Filed under: Electronics,Internet,Telephone — Edgar (aka MrConsumer) @ 5:44 am

  Could it be that some of the top executives at the cell and cable companies have been reading our latest rants in Mouse Print* about deceptive low-ball pricing and unexpected additional charges and terms. Probably not. But, as if to say “we can hear you now,” Sprint started a big promotional campaign last week touting its new “all-in” pricing plan.

Sprint’s CEO put it this way:

“If you went to a restaurant that advertised a cheeseburger for 99-cents, but when you show up, they said it’s an extra $2 for the bun or $1 for lettuce, you would feel misled. Yet, that’s what the industry has been doing with its wireless plans. Why can’t everyone just advertise the full price of both the plan and the smartphone – an All-In plan? That was the idea behind what we’ve created.”

As part of the campaign, Sprint produced this extended commercial that pokes fun at its competitors who double-talk customers about all the extra charges they impose.



Wow. One monthly price for service and the phone.

Not so fast.

*MOUSE PRINT:

Sprint $80 a month

The $80 price you see is not the price you pay. Taxes, surcharges [including USF charges of up to 17.40%(varies quarterly), up to $2.50 Admin. & 40¢ Reg. /line/mo. & fees by area (approx. 5-20%)], roaming fees are still extra, and there is a $36 activation fee. Although this screen doesn’t say it (a prior one does in small print), this is for the lease of a phone. So you don’t own the phone, and will have to pay $200 at the end of two years if you want to keep it.

And here’s a new one: apparently Sprint is capping/throttling the speed of streaming videos to just 600Kbps — more like the 3G speeds that it uses on its prepaid service for videos.

So much for advertising a price that is “all-in.” Thanks, Sprint.

UPDATE: This video streaming restriction caused outrage among Sprint users and watchers, and within 24 hours Sprint backtracked removing that throttling of video speeds.

• • •

June 29, 2015

You May Not Own Your New Cellphone

Filed under: Electronics,Telephone — Edgar (aka MrConsumer) @ 6:07 am

  If you are about to get a new cellphone from Sprint or T-Mobile, you better read the fine print, because you may not actually be buying that phone. You may only be leasing it.

MOUSE PRINT*:

Sprint ad

That’s right. Sprint is turning back the clock to the 1950s when you paid a monthly rental fee to Bell for your black landline Western Electric telephone. The difference: you are responsible for repairs if you don’t have a costly protection plan or warranty, and that old phone really sounded good.

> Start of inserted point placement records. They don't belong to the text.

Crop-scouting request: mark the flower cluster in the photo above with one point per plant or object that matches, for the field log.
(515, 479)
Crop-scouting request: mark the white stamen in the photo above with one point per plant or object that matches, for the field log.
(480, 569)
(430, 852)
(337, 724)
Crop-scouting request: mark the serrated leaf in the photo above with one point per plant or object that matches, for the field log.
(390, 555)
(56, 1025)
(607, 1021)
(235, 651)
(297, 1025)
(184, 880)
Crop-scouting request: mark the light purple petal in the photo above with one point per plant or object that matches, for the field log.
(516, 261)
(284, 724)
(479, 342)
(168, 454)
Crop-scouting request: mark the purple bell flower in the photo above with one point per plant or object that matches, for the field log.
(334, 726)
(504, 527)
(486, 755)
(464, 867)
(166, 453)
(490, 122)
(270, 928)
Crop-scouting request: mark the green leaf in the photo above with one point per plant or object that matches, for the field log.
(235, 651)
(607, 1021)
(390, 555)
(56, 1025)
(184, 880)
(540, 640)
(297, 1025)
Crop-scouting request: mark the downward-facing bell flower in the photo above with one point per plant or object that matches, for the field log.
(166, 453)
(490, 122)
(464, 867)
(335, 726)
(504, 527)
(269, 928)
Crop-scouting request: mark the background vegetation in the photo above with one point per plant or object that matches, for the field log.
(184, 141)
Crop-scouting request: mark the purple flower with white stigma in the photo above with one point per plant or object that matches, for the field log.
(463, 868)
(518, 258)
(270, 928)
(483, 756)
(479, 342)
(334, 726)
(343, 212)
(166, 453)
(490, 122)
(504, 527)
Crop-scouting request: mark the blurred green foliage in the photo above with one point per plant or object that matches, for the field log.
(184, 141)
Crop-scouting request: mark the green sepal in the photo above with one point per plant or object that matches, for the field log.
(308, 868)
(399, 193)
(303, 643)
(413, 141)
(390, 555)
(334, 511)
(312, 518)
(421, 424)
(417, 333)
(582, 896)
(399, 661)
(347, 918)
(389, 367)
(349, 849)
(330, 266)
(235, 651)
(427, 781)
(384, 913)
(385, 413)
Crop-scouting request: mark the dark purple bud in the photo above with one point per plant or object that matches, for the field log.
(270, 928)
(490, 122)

For the iPhone 6, $20 of your monthly payment for 24 months is a lease payment, because under this plan, Sprint owns the phone. What happens after the lease ends?

  • You can turn in the telephone, get a new one if you want, and pay its monthly lease payments.

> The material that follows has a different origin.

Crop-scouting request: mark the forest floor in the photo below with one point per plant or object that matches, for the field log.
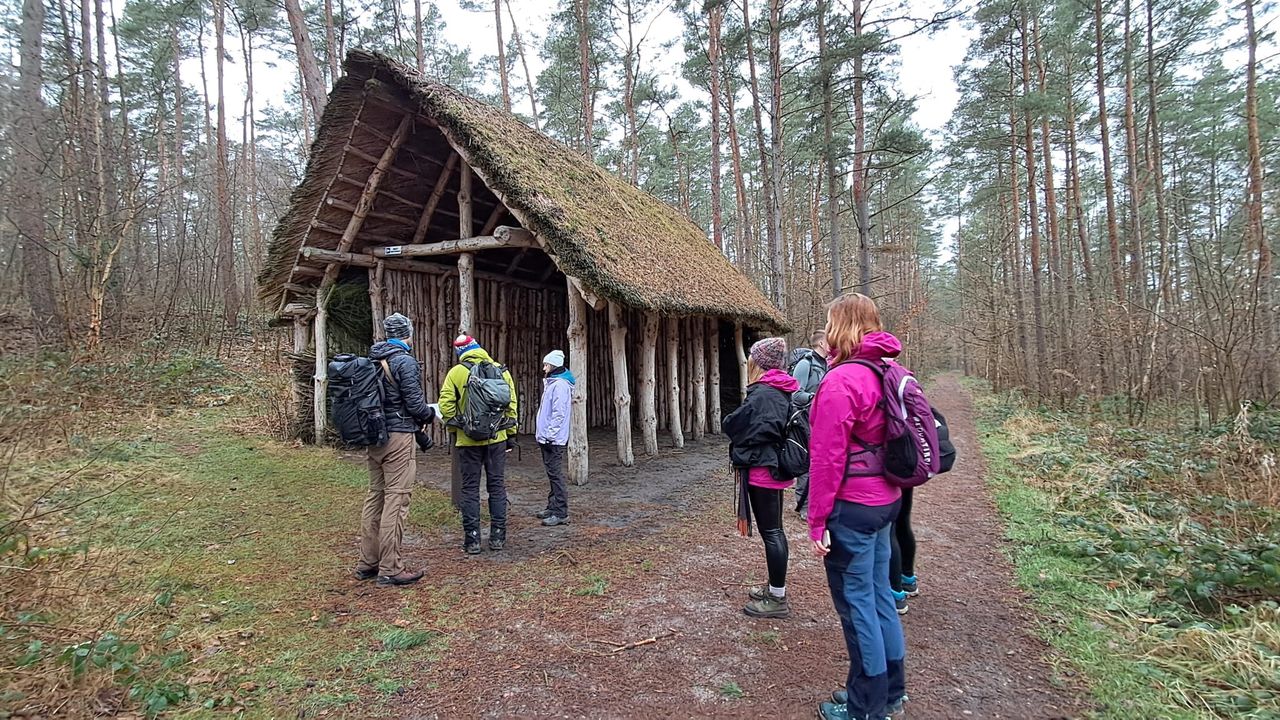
(184, 563)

  • You can continue leasing it at an undisclosed monthly cost.

  • You can buy it outright for an undisclosed “purchase option price.”

  • The first option assumes your phone is in “good working condition.” If it isn’t, or if you lose the phone during the lease term, you owe the balance of any yet-to-be-paid monthly installments plus the “purchase option price.”

    If you opt to buy your Sprint iPhone 6 at the end of the lease, they will charge you $200 according to a local Sprint representative. That makes the phone slightly more expensive than buying it outright to start.

    Not to be outdone, effective this week, T-Mobile joins the leasing world also, by offering Jump on Demand. It is an 18-month lease program that allows you to upgrade your phone up to three times a year. T-Mobile, however, adds all kinds of penalties if the phone you turn in is not in working order.

    *MOUSE PRINT:

    You could be charged up to $750 in fines for the following:

    Cracked Screen Damage fee – $250
    Liquid Damage fee – $250
    Device does not power on fee – $250

    There are a whole bunch of other terms and conditions in both the Sprint and T-Mobile lease programs. It is getting to the point that you need a Ph.D. in cellphonery to understand all the choices, options, and terminology.